On the Power of Learning-Augmented Search Trees
Jingbang Chen, Xinyuan Cao, Alicia Stepin, Li Chen
TL;DR
The paper tackles designing learning-augmented search structures that adapt to arbitrary input distributions and temporal access patterns. It introduces composite Treap priorities, blending randomized and learned components to achieve $\mathbb{E}[\mathrm{depth}(x)] = O\big(\log_2(1/w_x)\big)$ and, with $w_x$ as item frequencies, static optimality; it extends these ideas to B-Trees via B-Treaps and to dynamic settings that realize the working-set bound.
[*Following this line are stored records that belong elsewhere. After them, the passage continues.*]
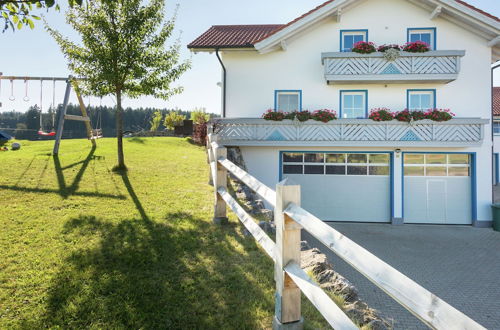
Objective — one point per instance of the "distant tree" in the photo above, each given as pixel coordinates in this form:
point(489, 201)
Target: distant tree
point(173, 119)
point(123, 52)
point(18, 13)
point(156, 121)
point(199, 116)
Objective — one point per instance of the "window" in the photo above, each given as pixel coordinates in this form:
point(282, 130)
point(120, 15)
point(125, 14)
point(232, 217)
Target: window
point(496, 128)
point(288, 101)
point(437, 165)
point(421, 99)
point(371, 164)
point(349, 37)
point(353, 104)
point(427, 35)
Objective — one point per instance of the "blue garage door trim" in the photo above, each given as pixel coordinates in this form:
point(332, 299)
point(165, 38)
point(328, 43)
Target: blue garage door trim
point(473, 179)
point(391, 165)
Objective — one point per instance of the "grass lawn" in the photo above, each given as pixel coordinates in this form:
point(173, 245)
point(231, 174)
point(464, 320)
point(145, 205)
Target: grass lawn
point(82, 247)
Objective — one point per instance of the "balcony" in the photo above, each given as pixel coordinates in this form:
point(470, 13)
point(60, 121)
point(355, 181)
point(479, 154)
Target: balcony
point(442, 66)
point(458, 132)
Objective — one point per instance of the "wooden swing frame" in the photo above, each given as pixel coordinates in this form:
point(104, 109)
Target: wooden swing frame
point(70, 82)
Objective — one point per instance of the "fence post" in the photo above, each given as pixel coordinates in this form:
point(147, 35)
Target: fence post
point(220, 180)
point(287, 308)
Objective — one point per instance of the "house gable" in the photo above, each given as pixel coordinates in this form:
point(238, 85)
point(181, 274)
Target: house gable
point(455, 11)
The work also provides robustness guarantees, showing prediction errors contribute additively through cross-entropy/KL-divergence measures, and demonstrates dynamic adaptability with changing priorities. Empirically, the proposed structures outperform traditional BSTs and prior learned-index approaches across Zipfian, adversarial, and uniform distributions, including scenarios with imperfect predictions, highlighting practical impact for adaptive indexing and external-memory data structures.
Abstract
We study learning-augmented binary search trees (BSTs) via Treaps with carefully designed priorities. The result is a simple search tree in which the depth of each item $x$ is determined by its predicted weight $w_x$. Specifically, each item $x$ is assigned a composite priority of $-\lfloor\log\log(1/w_x)\rfloor + U(0, 1)$ where $U(0, 1)$ is the uniform random variable. By choosing $w_x$ as the relative frequency of $x$, the resulting search trees achieve static optimality. This approach generalizes the recent learning-augmented BSTs [Lin-Luo-Woodruff ICML '22], which only work for Zipfian distributions, by extending them to arbitrary input distributions. Furthermore, we demonstrate that our method can be generalized to a B-Tree data structure using the B-Treap approach [Golovin ICALP '09]. Our search trees are also capable of leveraging localities in the access sequence through online self-reorganization, thereby achieving the working-set property. Additionally, they are robust to prediction errors and support dynamic operations, such as insertions, deletions, and prediction updates. We complement our analysis with an empirical study, demonstrating that our method outperforms prior work and classic data structures.